Lack of housing inventory is one of the most significant problems facing the real estate industry.
It’s wreaking havoc on home buyers, real estate companies, and a host of ancillary organizations who depend upon housing churn to be successful.
Did you know the exact opposite is happening in the job market? And it’s happening with a similar level of intensity.
Bureau of Labor Statistics recently reported the recreation of a million new jobs in March alone, double the number of jobs added in February (yes, their stats lag a little).
According to employment economists, there has also been a sharp rise in the number of jobs posted to employment sites.
And the number of companies who are competing for job seeker attention via job advertising has increased significantly in the last two months, as well.
What’s driving these sudden increases?
According to researchers, it’s related to two factors—a reduction in the number of candidates and a reluctance of those candidates to apply.

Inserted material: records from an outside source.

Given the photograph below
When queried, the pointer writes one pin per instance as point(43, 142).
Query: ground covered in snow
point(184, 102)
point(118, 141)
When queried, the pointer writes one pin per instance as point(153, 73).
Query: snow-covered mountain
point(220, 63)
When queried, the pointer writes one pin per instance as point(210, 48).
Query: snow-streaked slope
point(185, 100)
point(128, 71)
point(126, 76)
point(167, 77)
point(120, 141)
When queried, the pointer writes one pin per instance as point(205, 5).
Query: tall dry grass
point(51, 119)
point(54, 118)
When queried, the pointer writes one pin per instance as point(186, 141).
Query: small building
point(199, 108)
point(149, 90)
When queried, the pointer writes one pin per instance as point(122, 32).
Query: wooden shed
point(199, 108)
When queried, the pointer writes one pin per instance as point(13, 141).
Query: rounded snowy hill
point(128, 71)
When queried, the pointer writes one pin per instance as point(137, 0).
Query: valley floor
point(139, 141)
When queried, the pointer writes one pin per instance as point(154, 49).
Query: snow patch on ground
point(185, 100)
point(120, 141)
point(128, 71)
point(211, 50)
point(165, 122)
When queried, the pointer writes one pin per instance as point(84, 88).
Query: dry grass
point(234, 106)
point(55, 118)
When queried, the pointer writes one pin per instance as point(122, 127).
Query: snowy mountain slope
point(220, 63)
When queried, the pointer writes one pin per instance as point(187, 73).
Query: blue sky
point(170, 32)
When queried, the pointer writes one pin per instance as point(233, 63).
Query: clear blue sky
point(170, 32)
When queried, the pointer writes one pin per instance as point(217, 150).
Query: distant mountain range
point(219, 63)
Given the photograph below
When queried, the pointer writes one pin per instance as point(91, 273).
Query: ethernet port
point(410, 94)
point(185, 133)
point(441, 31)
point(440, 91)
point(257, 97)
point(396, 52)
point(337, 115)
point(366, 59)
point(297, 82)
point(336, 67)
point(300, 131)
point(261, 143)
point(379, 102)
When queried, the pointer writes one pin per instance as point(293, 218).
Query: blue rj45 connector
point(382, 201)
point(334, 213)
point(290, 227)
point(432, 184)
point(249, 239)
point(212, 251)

We are seeing a declining recovery of the unemployment rate; many are still in fact out of work but are no longer searching for or applying to jobs.
We are also seeing Google searches for jobs drop off and an absolute cratering of apply rates (apply rates are the conversion rate on a job ad from clicks to apply)
Ultimately, supply is far outpacing demand in this case.
Why is this happening? We’ll discuss some underlying causes in tomorrow’s Insight.
But this we know for sure—it’s going to be a bumpy ride with lots of competing forces as the economy attempts to recover from the effects of the pandemic.